Format the file system next.

$HADOOP_PREFIX/bin/hdfs namenode -format

If you can see information like below, the format process should be successful.

xx/xx/xx xx:xx:xx INFO util.ExitUtil: Exiting with status 0
xx/xx/xx xx:xx:xx INFO namenode.NameNode: SHUTDOWN_MSG:
/************************************************************
SHUTDOWN_MSG: Shutting down NameNode at xxx.xxx.xxx.xxx

Launch NameNode daemon and DataNode daemon
$HADOOP_PREFIX/sbin/start-dfs.sh
The log is in the $HADOOP_LOG_DIR directory (default is $HADOOP_PREFIX/logs).
Check if the daemons started successfully.
jps
You should see the following with xxxxx replaced to actual process IDs.
xxxxx NameNode xxxxx SecondaryNameNode xxxxx DataNode xxxxx Jps
Browse the web interface for the NameNode. By default this is at http://localhost:50070
Start ResourceManager daemon and NodeManager Daemon
$HADOOP_PREFIX/sbin/start-yarn.sh

Verify the daemons started sucessfully:

jps
You should see the following with xxxxx replaced by actual process IDs.
xxxxx NameNode
xxxxx SecondaryNameNode
xxxxx DataNode
xxxxx NodeManager
xxxxx Jps
xxxxx ResourceManager

7. Browse the web interface for the ResourceManager. By default this should be at http://localhost:8088 or if you are using an Amazon VM instance replace localhost with the actual IP address.

Example¶

Make the Hadoop Distributed File System (HDFS) directories.
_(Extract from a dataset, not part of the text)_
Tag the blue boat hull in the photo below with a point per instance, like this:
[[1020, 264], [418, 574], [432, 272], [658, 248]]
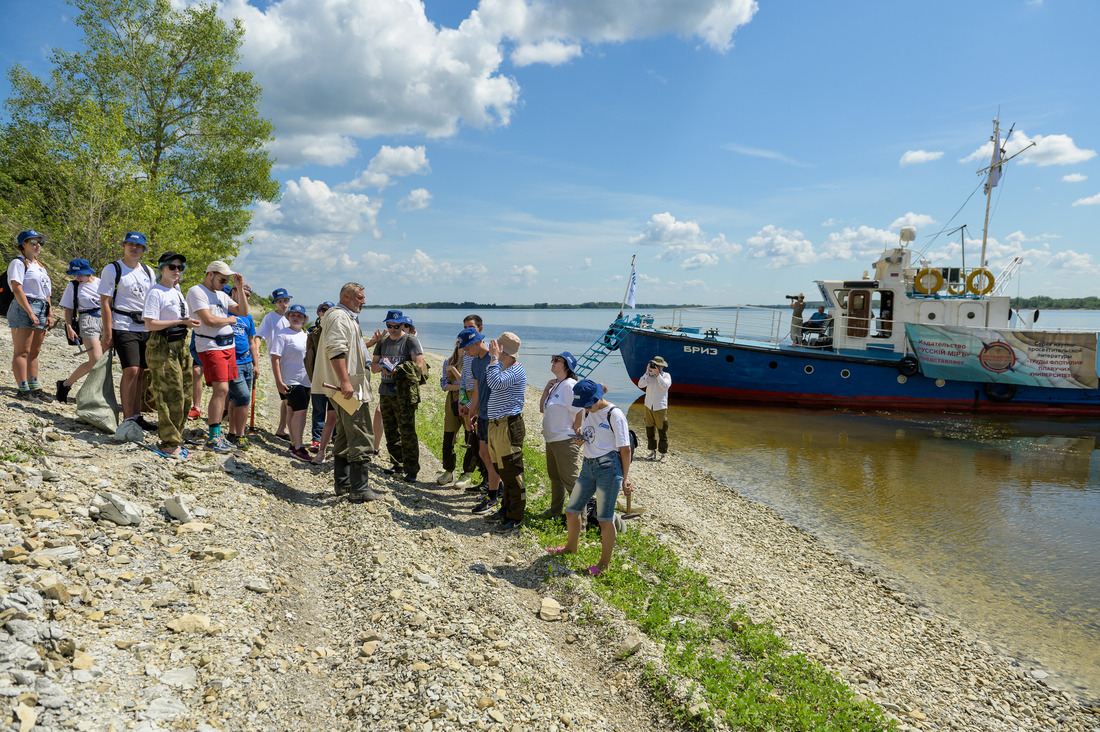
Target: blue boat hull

$HADOOP_PREFIX/bin/hdfs dfs -mkdir -p .
$HADOOP_PREFIX/bin/hdfs dfs -mkdir input

Copy the input files into HDFS. In this example, we use files in $HADOOP_PREFIX/etc/hadoop/ directory as input files.
$HADOOP_PREFIX/bin/hdfs dfs -put $HADOOP_PREFIX/etc/hadoop/* input

Run the “grep” example provided.

$HADOOP_PREFIX/bin/hadoop jar share/hadoop/mapreduce/hadoop-mapreduce-examples-2.7.2.jar grep input output 'hadoop'

View the output files on HDFS.

$HADOOP_PREFIX/bin/hdfs dfs -cat output/*
Or copy the output files to the local filesystem.
$HADOOP_PREFIX/bin/hdfs dfs -get output output
cat output/*
You should see the output as follows.
167     hadoop

Stop daemons¶

If you are done, you can stop all daemons by using this code:

$HADOOP_PREFIX/sbin/stop-dfs.sh
$HADOOP_PREFIX/sbin/stop-yarn.sh